I've done "search across files" in all of these, bar alsa-lib which I
line-counted just because it happened to be there. (Incidentally, I'm
fully aware that some of those figures are unfair. overall, I'd say
Pike and Python are comparable-sized projects, but Python's more
heavily written in Python and Pike's more heavily written in C, partly
by using a precompiler that's somewhat along the lines of Cython.
Scintilla includes a whole bunch of individual language lexers, and
it's usually pretty clear that you don't need to look in any of those.

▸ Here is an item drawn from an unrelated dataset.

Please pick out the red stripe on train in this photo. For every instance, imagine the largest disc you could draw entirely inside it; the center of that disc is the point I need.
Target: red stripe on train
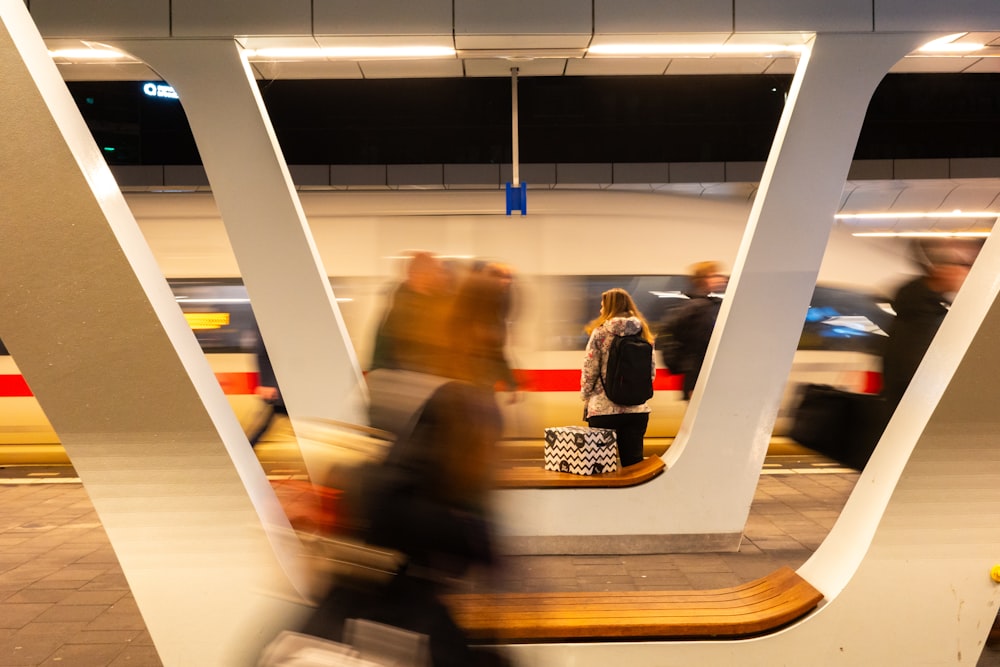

Etc, etc.) It's usually been easy enough to find what I want; in fact,
the few times when it _hasn't_ have generally turned out to be because
of bugs (something had "desrtuct" instead of "destruct" in its name
and I of course couldn't find it). SciTE's search-across-files isn't
the best, but it covers 99%+ of my use cases. For anything else, well,
there's always popping up a terminal and using primitives like grep,
find, and so on.

ChrisA

[1] But as Grant hinted, some do have issues.